すると、照明が薄い緑色に光り、その光に包まれて僕は演奏を始めた。
演奏が終わると、周りにいた観客や食事をしていた人たちも、喜んでくれていた。
真瀬莉緒
「ふう…………良かった。」
僕はステージから降りた。
すると、姉さんたちから労いの言葉をかけてくれた。
真瀬志奈
「なかなかやるじゃない。さすが、莉緒ね。」
秋葉サヤ
「とても良かった…………。私も感激したわ。」
錦戸アケミ
「なかなかね。でも…………アサヒ。」
錦戸さんは水崎さんに声をかける。
錦戸アケミ
「どうして、そんなに協力をしないの?良い曲じゃない。」
水崎アサヒ
「…………すまない。答えることができない。
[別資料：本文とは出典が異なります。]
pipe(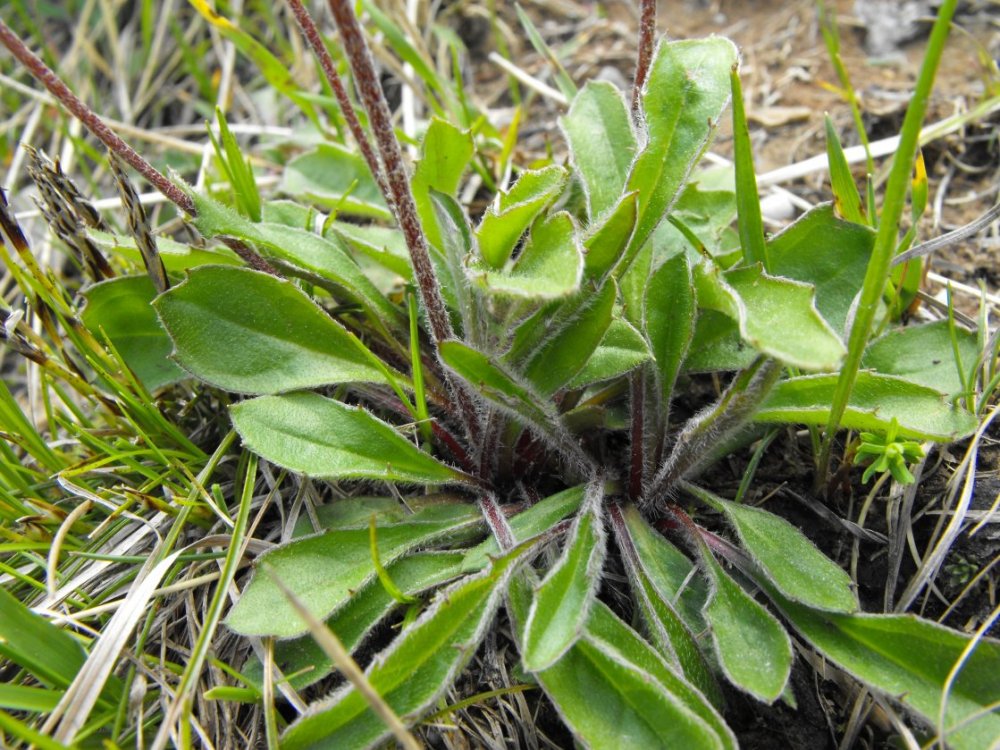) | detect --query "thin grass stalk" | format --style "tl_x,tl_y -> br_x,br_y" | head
816,0 -> 958,486
286,0 -> 392,205
153,453 -> 258,748
330,0 -> 480,438
0,20 -> 195,216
」
土原ガク
「……………………。」
雪谷マコト
「ま、まあ。色々とあるんですよきっと。」
雰囲気が悪くなるところを雪谷さんが宥めた。
真瀬志奈
「…………まあ、良いか。莉緒もお疲れ様!」
真瀬莉緒
「ありがとう。…………水崎さん。僕は待ってますからね。」
水崎アサヒ
「……………………。」
水崎さんは何も言わずに、食べ物を食べる。
その後、僕たちはホテルに1泊して、六郭星学園へと戻る。
こうして、少しだけ辛く終わったリゾートホテルでの時間は幕を閉じた。